Bailey’s argument is fatally flawed. He is correct that there are two suggestions in the state record that his conviction was for unlawful possession. But several other documents — the information, indictment, judgment and sentencing order on guilty plea, and statement of the state’s attorney — read that he was charged with, and convicted of, unlawful delivery. The judgment from the criminal case does not name either offense but cites 720 ILCS 570/407(b)(2), the statute criminalizing manufacture or delivery of a controlled substance; the statute criminalizing possession is 720 ILCS 570/402(c). See People v. Ortiz, 361 Ill.Dec. 637, 971 N.E.2d 1159, 1160 (Ill.App.Ct.2012) (distinguishing offenses and their statute counterparts). The judgment also lists Bailey’s offense of conviction as a Class 1 felony: Unlawful delivery of cocaine is a Class 1 felony, see 720 ILCS 540/407(b)(2), but possession of cocaine is a Class 4 felony, see 720 ILCS 570/402(c).

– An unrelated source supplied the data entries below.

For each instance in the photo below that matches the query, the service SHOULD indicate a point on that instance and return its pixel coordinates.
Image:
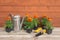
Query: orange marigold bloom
(35, 16)
(8, 18)
(27, 15)
(50, 19)
(29, 19)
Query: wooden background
(48, 7)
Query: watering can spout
(22, 22)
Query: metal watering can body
(17, 23)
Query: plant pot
(35, 28)
(8, 29)
(43, 27)
(29, 30)
(49, 31)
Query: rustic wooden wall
(48, 7)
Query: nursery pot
(43, 27)
(8, 29)
(29, 30)
(49, 31)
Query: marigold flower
(29, 19)
(50, 19)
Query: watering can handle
(22, 22)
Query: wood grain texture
(49, 7)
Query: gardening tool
(16, 22)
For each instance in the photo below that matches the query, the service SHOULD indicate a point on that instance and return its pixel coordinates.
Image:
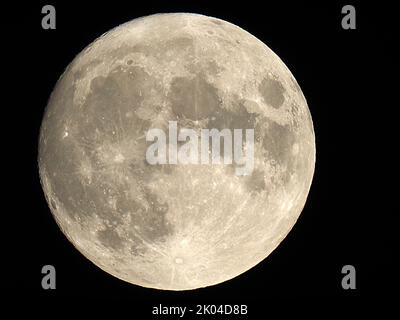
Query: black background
(347, 77)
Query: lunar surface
(174, 226)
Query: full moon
(175, 226)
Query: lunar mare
(174, 227)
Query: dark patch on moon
(193, 99)
(272, 91)
(110, 238)
(278, 142)
(255, 182)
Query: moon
(174, 226)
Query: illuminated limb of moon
(169, 226)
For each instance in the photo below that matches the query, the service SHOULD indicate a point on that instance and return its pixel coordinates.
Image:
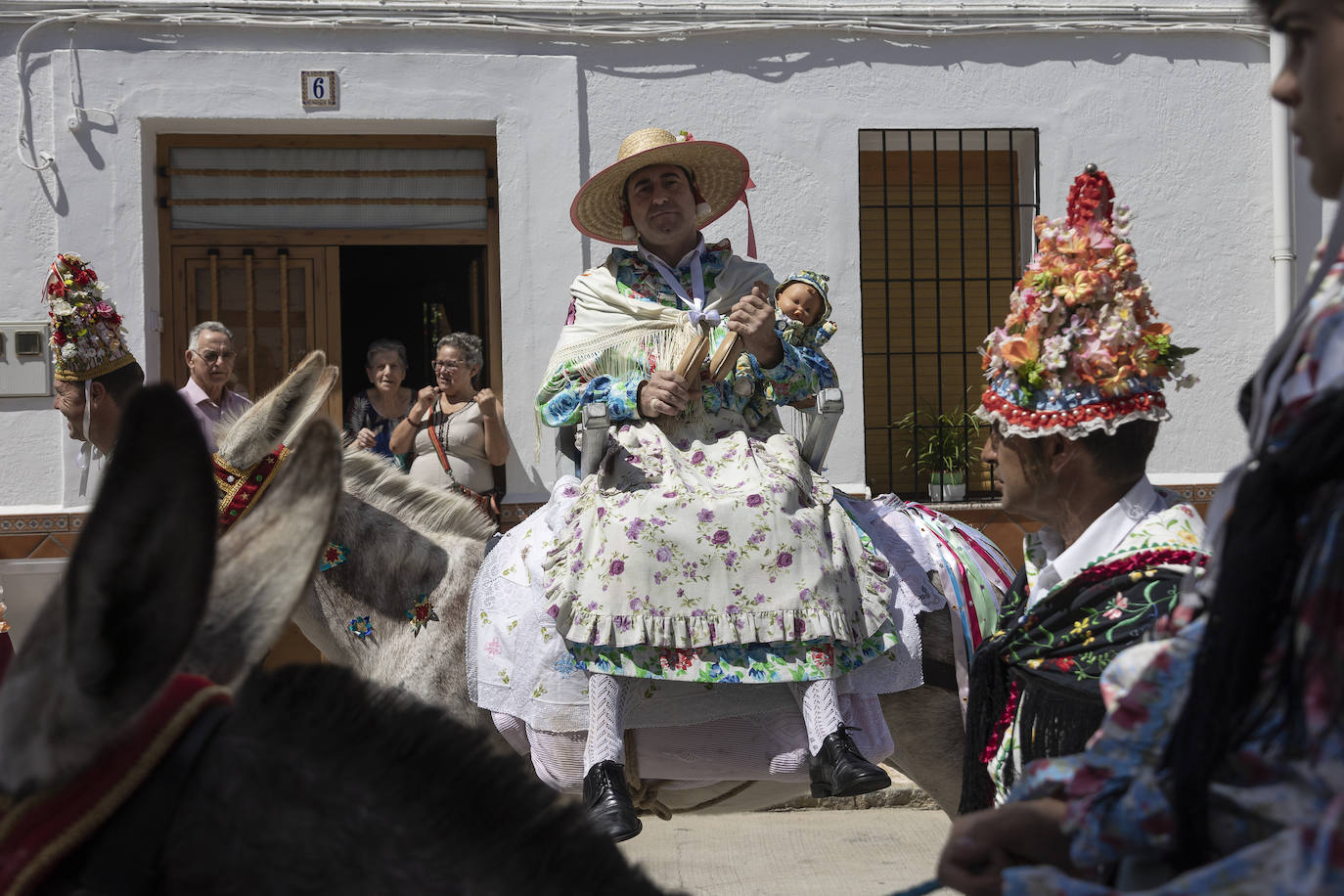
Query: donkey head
(136, 604)
(277, 417)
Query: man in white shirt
(210, 357)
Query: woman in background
(374, 413)
(455, 432)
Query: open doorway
(414, 294)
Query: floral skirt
(703, 542)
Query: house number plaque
(320, 89)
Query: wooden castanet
(728, 355)
(693, 357)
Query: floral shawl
(1035, 683)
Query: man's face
(1312, 85)
(70, 403)
(1019, 475)
(801, 302)
(661, 205)
(211, 362)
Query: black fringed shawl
(1043, 666)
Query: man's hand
(983, 844)
(753, 320)
(665, 394)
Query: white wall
(1179, 121)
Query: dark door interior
(410, 293)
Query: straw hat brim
(721, 172)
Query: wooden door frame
(173, 336)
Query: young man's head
(108, 396)
(661, 204)
(1312, 83)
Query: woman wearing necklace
(456, 431)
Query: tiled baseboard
(31, 536)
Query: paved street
(869, 852)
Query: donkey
(403, 540)
(312, 780)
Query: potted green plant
(941, 442)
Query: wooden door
(280, 302)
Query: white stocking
(820, 709)
(606, 720)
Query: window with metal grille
(945, 229)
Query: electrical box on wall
(24, 360)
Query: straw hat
(87, 338)
(1081, 349)
(721, 177)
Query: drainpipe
(1281, 164)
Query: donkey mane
(435, 512)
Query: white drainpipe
(1281, 162)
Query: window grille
(945, 229)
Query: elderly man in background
(96, 373)
(210, 357)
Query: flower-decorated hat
(721, 180)
(816, 281)
(1081, 349)
(87, 338)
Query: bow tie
(711, 317)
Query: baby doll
(801, 317)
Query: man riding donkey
(706, 551)
(1074, 403)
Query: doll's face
(801, 302)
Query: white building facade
(1171, 101)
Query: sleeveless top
(463, 434)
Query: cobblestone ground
(800, 852)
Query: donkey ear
(137, 580)
(268, 558)
(277, 417)
(133, 593)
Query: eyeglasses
(211, 356)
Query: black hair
(1124, 453)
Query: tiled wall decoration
(39, 535)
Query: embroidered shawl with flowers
(1035, 683)
(1081, 348)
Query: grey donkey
(315, 780)
(405, 539)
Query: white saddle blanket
(759, 747)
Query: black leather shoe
(607, 801)
(841, 770)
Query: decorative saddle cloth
(770, 745)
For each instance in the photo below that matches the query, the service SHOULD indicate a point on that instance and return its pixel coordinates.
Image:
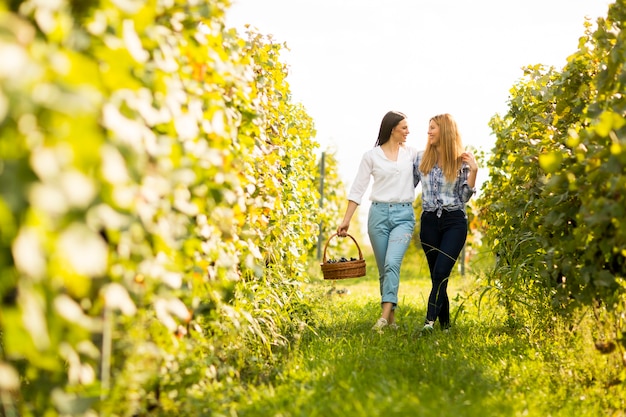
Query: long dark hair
(391, 120)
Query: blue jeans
(442, 239)
(390, 228)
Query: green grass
(480, 368)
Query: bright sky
(351, 61)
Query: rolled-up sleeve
(466, 191)
(362, 179)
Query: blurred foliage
(554, 209)
(158, 204)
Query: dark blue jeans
(442, 240)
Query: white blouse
(393, 180)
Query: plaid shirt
(439, 194)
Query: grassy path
(480, 368)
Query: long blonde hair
(451, 145)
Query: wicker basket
(342, 270)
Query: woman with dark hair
(448, 177)
(391, 218)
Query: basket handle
(350, 236)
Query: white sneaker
(379, 325)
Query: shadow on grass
(343, 368)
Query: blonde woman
(448, 177)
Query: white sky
(351, 61)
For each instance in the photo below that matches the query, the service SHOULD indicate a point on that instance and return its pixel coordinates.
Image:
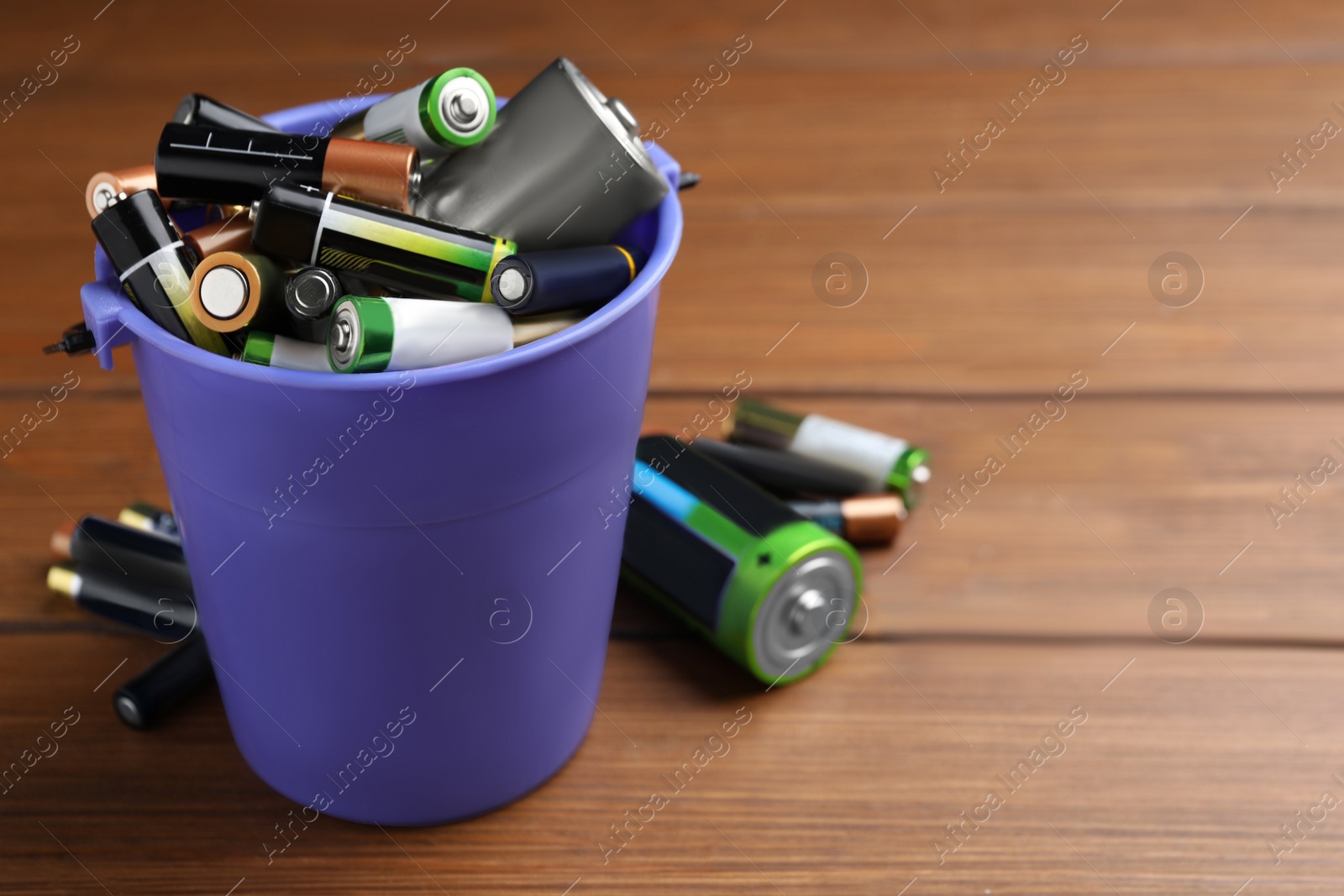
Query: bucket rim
(648, 280)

The documents Bailey cites in support of his position also are problematic. First, in the line Bailey highlights, the judge says Bailey is pleading to “a Class 1 felony, as charged, in the indictment ” (emphasis added). The indictment charges unlawful delivery, a Class 1 felony, and not unlawful possession, which is not a Class 1 felony. Moreover, the judge’s statement appears to be a slip of the tongue: Though in this one instance he refers to unlawful possession, earlier in the transcript he states that Bailey is pleading guilty to “unlawful delivery of a controlled substance.” The judge again later identifies unlawful delivery as Bailey’s offense, cites the statute for that crime, and recites the factual basis for delivery. (“[Y]ou did knowingly and unlawfully deliver less than one gram of a substance containing cocaine ... an alleged violation of 720 Illinois Compiled Statutes 570/407(b)(2).”) The State’s Attorney also recited a factual basis describing unlawful delivery. (“[0]n September 10 of ’04 Champaign police used a controlled source to purchase crack cocaine from the defendant.... The controlled source returned with .7 grams for what tested positive for cocaine....”) And though Bailey now says that the presence of a plea agreement makes it more likely that he pleaded guilty to Unlawful Possession, the transcript makes clear that in exchange for his plea, the State agreed to drop two different charges against him.